Forget About Siri and Alexa — When It Comes to Voice Identification, the “NSA Reigns Supreme”
Americans most regularly encounter this technology, known as speaker recognition, or speaker identification, when they wake up Amazon’s Alexa or call their bank. But a decade before voice commands like “Hello Siri” and “OK Google” became common household phrases, the NSA was using speaker recognition to monitor terrorists, politicians, drug lords, spies, and even agency employees.
The technology works by analyzing the physical and behavioral features that make each person’s voice distinctive, such as the pitch, shape of the mouth, and length of the larynx. An algorithm then creates a dynamic computer model of the individual’s vocal characteristics. This is what’s popularly referred to as a “voiceprint.” The entire process — capturing a few spoken words, turning those words into a voiceprint, and comparing that representation to other “voiceprints” already stored in the database — can happen almost instantaneously. Although the NSA is known to rely on finger and face prints to identify targets, voiceprints, according to a 2008 agency document, are “where NSA reigns supreme.”
It’s not difficult to see why. By intercepting and recording millions of overseas telephone conversations, video teleconferences, and internet calls — in addition to capturing, with or without warrants, the domestic conversations of Americans — the NSA has built an unrivaled collection of distinct voices. Documents from the Snowden archive reveal that analysts fed some of these recordings to speaker recognition algorithms that could connect individuals to their past utterances, even when they had used unknown phone numbers, secret code words, or multiple languages.
Civil liberties experts are worried that these and other expanding uses of speaker recognition imperil the right to privacy. “This creates a new intelligence capability and a new capability for abuse,” explained Timothy Edgar, a former White House adviser to the Director of National Intelligence. “Our voice is traveling across all sorts of communication channels where we’re not there. In an age of mass surveillance, this kind of capability has profound implications for all of our privacy.”

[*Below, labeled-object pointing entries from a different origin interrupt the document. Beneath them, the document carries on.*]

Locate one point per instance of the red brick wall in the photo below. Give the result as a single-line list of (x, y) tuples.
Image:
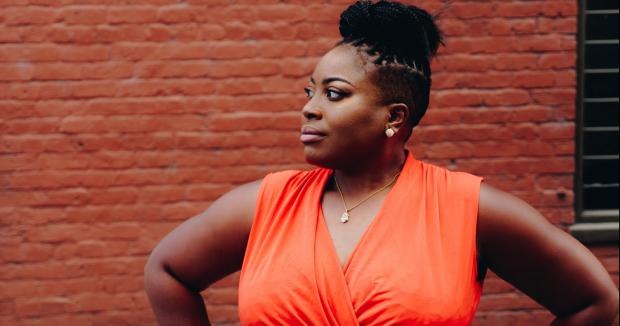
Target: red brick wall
[(120, 119)]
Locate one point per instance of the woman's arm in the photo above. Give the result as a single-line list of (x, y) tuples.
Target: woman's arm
[(544, 262), (197, 253)]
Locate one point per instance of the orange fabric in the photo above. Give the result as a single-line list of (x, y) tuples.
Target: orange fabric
[(414, 265)]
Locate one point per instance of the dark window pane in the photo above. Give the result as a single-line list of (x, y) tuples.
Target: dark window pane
[(600, 143), (600, 171), (600, 198), (601, 26), (600, 114), (601, 84), (601, 56), (601, 4)]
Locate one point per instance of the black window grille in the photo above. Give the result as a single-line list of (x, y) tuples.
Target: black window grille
[(597, 118)]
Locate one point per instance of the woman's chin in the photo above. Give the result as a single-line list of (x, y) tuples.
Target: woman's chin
[(316, 157)]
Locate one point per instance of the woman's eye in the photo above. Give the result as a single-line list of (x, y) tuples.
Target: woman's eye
[(309, 92), (333, 95)]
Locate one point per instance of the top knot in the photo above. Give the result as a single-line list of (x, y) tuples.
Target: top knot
[(394, 32)]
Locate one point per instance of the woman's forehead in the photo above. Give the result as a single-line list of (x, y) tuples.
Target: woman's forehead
[(343, 61)]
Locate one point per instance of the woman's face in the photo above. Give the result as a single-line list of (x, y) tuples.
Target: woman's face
[(342, 124)]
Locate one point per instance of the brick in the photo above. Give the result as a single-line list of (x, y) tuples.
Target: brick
[(83, 15), (29, 16), (136, 15), (507, 98), (120, 121)]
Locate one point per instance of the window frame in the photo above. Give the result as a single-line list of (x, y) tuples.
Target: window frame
[(594, 226)]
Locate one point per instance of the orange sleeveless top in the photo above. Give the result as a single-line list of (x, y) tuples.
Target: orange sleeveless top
[(414, 265)]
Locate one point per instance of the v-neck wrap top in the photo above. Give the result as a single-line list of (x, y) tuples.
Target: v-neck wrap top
[(414, 265)]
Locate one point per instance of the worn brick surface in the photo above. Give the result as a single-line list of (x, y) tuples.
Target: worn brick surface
[(120, 119)]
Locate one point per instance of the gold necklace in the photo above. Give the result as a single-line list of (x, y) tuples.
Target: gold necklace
[(344, 218)]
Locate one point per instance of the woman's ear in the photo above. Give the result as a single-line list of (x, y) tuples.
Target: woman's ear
[(398, 115)]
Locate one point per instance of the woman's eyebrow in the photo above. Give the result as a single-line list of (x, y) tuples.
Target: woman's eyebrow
[(331, 79)]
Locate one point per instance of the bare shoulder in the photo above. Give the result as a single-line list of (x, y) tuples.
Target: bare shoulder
[(212, 244)]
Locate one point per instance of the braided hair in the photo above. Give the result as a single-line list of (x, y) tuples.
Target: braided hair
[(401, 40)]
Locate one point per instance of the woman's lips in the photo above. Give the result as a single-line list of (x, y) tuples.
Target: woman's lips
[(311, 138), (310, 135)]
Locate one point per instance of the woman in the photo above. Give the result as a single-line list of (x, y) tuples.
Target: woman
[(372, 236)]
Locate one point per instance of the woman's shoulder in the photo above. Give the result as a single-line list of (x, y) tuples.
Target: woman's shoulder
[(292, 178)]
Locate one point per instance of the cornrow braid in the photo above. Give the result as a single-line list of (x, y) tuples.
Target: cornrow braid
[(401, 40)]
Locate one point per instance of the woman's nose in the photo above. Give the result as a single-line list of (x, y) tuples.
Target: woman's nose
[(311, 112)]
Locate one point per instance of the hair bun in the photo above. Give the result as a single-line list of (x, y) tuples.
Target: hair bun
[(397, 32)]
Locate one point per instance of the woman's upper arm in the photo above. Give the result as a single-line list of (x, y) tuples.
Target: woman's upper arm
[(210, 245), (546, 263)]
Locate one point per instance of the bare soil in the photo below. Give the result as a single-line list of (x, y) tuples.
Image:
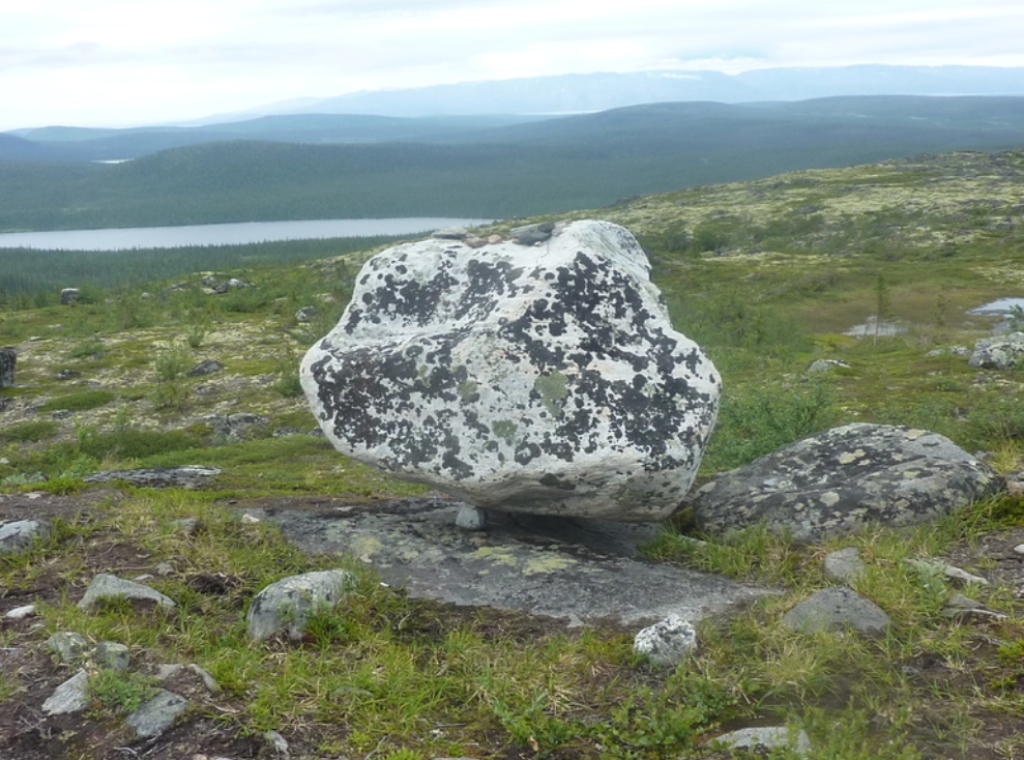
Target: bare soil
[(207, 730)]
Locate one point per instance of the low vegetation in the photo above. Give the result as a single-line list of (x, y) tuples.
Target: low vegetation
[(768, 277)]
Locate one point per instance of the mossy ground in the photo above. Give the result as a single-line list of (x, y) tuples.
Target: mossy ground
[(767, 276)]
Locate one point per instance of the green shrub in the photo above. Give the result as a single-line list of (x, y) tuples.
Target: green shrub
[(757, 421), (121, 692), (88, 348), (130, 444), (80, 402), (171, 366), (23, 432)]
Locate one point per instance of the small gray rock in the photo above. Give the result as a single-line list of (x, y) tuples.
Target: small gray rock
[(531, 234), (451, 234), (166, 672), (68, 645), (112, 656), (279, 743), (1003, 352), (827, 365), (667, 643), (949, 571), (8, 360), (844, 565), (70, 697), (287, 604), (107, 586), (157, 715), (208, 367), (767, 737), (470, 518), (835, 608), (235, 426), (19, 535)]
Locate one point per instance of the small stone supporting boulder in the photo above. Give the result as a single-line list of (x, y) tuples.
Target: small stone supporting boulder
[(8, 359), (544, 379), (845, 478)]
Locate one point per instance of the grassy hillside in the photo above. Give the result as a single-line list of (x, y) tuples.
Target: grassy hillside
[(767, 276), (543, 167)]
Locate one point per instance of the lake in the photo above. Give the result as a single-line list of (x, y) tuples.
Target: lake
[(226, 235)]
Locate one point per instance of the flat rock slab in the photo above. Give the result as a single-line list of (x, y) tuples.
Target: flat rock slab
[(584, 570)]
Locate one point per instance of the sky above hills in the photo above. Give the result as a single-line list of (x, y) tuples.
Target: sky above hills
[(123, 62)]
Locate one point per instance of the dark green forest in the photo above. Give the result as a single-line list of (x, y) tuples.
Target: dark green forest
[(548, 166), (33, 278)]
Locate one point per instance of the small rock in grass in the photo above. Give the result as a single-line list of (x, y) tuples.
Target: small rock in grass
[(668, 642), (279, 743), (20, 613), (844, 565), (287, 604), (767, 737), (112, 656), (105, 586), (68, 645), (70, 697), (835, 608), (19, 535), (157, 715)]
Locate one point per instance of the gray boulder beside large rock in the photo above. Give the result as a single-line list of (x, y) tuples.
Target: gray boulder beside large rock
[(845, 478), (544, 379)]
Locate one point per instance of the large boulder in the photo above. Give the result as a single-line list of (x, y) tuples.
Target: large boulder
[(844, 478), (544, 378)]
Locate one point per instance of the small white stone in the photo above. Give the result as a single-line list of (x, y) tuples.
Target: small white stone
[(668, 642), (70, 697), (279, 743)]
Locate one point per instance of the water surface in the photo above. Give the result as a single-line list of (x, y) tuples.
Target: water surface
[(226, 235)]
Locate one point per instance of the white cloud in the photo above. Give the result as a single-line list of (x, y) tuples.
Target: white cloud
[(116, 61)]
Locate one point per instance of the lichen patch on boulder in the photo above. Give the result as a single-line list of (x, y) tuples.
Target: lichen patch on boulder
[(543, 379)]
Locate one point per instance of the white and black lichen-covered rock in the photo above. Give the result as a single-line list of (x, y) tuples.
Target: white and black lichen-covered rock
[(544, 379), (844, 478)]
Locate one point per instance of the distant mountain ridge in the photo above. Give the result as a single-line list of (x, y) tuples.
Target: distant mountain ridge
[(519, 169), (992, 123), (601, 91)]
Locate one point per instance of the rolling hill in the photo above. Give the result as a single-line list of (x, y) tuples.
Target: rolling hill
[(535, 167)]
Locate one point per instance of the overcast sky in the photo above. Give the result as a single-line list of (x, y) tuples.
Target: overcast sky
[(120, 62)]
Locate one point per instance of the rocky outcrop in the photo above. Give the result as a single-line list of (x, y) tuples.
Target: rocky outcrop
[(544, 378), (845, 478), (836, 608), (1003, 352), (18, 535), (208, 367), (8, 359), (105, 586)]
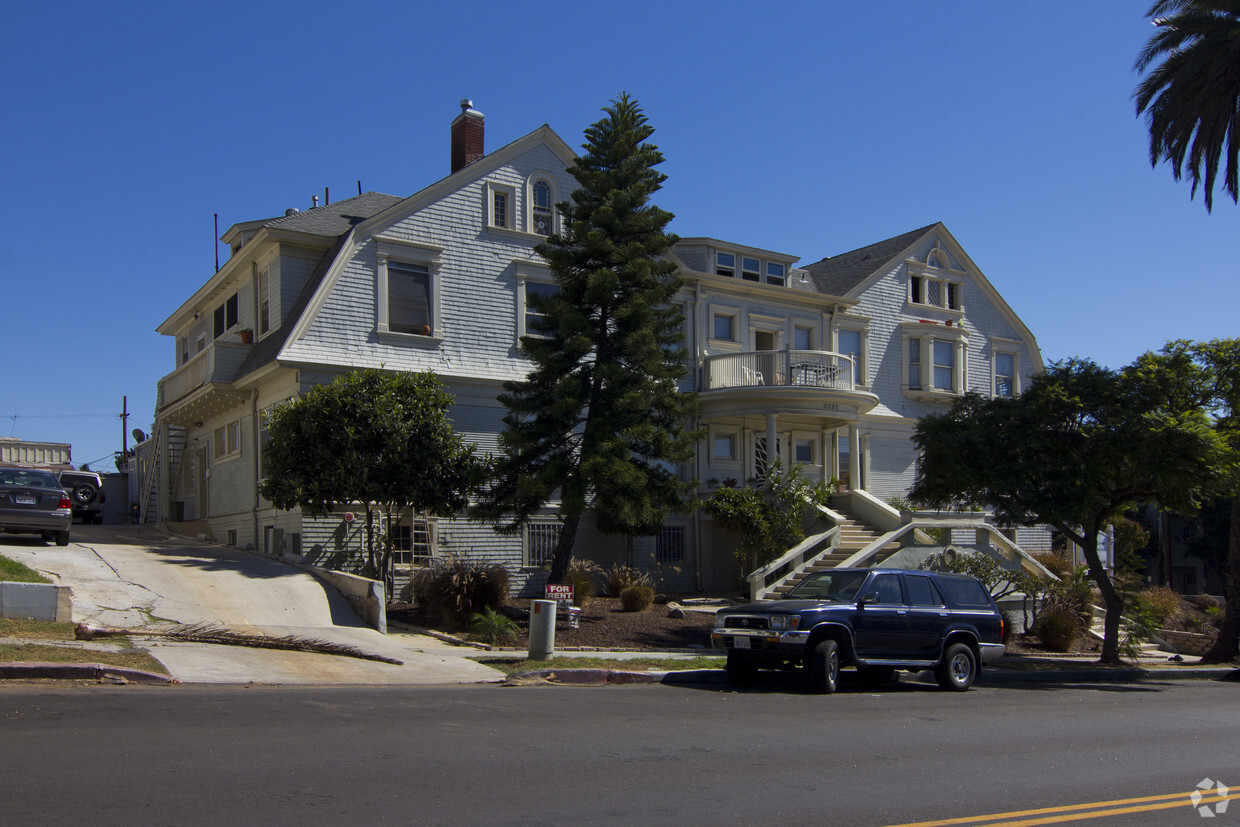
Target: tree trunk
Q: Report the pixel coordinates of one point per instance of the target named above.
(1111, 598)
(563, 553)
(1226, 647)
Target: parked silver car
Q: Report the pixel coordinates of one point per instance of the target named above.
(34, 502)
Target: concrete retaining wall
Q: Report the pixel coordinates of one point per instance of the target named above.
(36, 601)
(365, 595)
(1187, 642)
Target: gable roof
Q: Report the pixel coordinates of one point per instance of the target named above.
(840, 274)
(335, 218)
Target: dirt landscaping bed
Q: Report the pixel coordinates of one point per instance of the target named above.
(603, 625)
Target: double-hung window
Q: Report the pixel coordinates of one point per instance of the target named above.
(541, 213)
(541, 539)
(944, 365)
(226, 316)
(1005, 375)
(408, 294)
(409, 298)
(670, 544)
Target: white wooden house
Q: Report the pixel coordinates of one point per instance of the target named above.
(827, 365)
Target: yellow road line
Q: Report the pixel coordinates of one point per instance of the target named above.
(1073, 812)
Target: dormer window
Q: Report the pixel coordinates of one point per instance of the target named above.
(934, 293)
(541, 213)
(750, 269)
(775, 273)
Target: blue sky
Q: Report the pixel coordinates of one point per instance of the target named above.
(804, 128)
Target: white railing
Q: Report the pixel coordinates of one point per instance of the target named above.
(784, 368)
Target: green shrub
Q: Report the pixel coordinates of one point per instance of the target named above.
(1207, 603)
(621, 577)
(636, 598)
(1160, 604)
(455, 588)
(494, 627)
(583, 575)
(1058, 627)
(1055, 563)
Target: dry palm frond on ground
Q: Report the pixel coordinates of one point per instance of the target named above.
(213, 634)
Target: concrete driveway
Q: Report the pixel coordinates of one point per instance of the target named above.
(134, 575)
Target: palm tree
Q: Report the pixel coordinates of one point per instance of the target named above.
(1192, 98)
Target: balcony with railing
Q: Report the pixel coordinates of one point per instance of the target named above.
(789, 381)
(202, 386)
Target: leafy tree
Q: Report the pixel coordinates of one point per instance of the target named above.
(1217, 365)
(1075, 450)
(1192, 98)
(768, 515)
(373, 438)
(599, 418)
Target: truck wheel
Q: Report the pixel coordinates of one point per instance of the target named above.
(823, 667)
(740, 670)
(957, 668)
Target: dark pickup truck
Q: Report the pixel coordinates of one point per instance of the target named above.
(878, 620)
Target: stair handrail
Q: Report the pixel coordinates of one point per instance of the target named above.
(757, 579)
(150, 474)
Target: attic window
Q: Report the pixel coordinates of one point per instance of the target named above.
(226, 316)
(934, 293)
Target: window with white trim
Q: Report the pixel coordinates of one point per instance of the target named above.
(226, 316)
(408, 290)
(413, 539)
(670, 544)
(723, 326)
(804, 450)
(724, 445)
(264, 313)
(934, 360)
(1005, 375)
(541, 539)
(528, 316)
(409, 298)
(227, 440)
(851, 341)
(501, 205)
(802, 339)
(541, 211)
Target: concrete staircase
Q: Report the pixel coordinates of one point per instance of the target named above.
(854, 535)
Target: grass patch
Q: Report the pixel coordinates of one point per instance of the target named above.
(15, 572)
(517, 665)
(51, 654)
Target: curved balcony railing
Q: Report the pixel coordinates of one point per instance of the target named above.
(783, 368)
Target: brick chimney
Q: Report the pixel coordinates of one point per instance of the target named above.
(466, 135)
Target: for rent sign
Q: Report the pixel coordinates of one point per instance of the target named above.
(558, 592)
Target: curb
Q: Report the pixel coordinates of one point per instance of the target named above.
(988, 677)
(83, 672)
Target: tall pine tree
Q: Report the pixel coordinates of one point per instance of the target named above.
(599, 419)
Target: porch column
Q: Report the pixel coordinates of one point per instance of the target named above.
(853, 456)
(771, 440)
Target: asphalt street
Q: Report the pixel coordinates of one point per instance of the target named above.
(616, 755)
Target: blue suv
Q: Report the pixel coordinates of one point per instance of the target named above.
(877, 620)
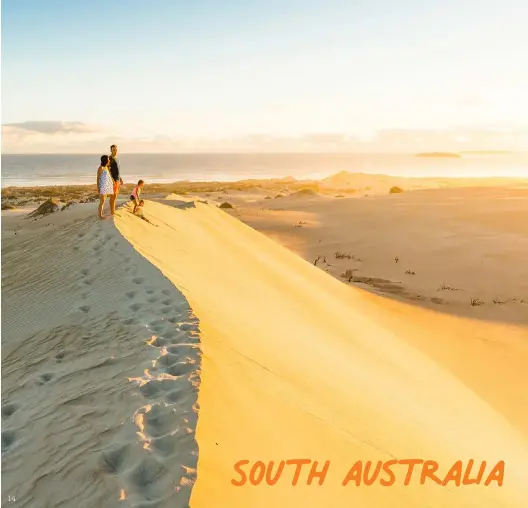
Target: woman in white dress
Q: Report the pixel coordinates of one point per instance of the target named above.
(105, 184)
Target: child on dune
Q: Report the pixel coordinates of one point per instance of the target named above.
(136, 193)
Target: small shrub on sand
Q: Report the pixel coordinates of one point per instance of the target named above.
(305, 192)
(349, 274)
(49, 206)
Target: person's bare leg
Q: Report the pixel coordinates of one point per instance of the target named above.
(101, 206)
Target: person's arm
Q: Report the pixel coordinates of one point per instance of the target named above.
(98, 177)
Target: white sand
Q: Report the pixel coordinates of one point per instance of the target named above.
(101, 359)
(80, 308)
(298, 365)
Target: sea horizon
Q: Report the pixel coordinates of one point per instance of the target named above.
(22, 170)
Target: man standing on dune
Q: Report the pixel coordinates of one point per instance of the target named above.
(114, 171)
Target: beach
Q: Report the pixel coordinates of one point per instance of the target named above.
(348, 319)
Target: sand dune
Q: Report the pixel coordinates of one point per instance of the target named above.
(138, 371)
(297, 365)
(96, 405)
(440, 248)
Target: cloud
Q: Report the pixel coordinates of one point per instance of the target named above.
(52, 127)
(77, 137)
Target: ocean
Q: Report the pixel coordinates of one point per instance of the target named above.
(29, 170)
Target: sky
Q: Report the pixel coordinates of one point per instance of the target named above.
(171, 73)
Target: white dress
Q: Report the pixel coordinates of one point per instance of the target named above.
(106, 184)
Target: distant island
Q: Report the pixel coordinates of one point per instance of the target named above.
(439, 154)
(486, 152)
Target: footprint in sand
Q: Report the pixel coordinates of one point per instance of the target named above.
(8, 438)
(9, 410)
(144, 477)
(45, 378)
(114, 460)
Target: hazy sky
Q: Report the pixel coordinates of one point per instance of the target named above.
(221, 68)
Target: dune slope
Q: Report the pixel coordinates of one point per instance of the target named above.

Edgar and other experts pointed to the relatively stable nature of the human voice, which is far more difficult to change or disguise than a name, address, password, phone number, or PIN. This makes it “far easier” to track people, according to Jamie Williams, an attorney with the Electronic Frontier Foundation. “As soon as you can identify someone’s voice,” she said, “you can immediately find them whenever they’re having a conversation, assuming you are recording or listening to it.”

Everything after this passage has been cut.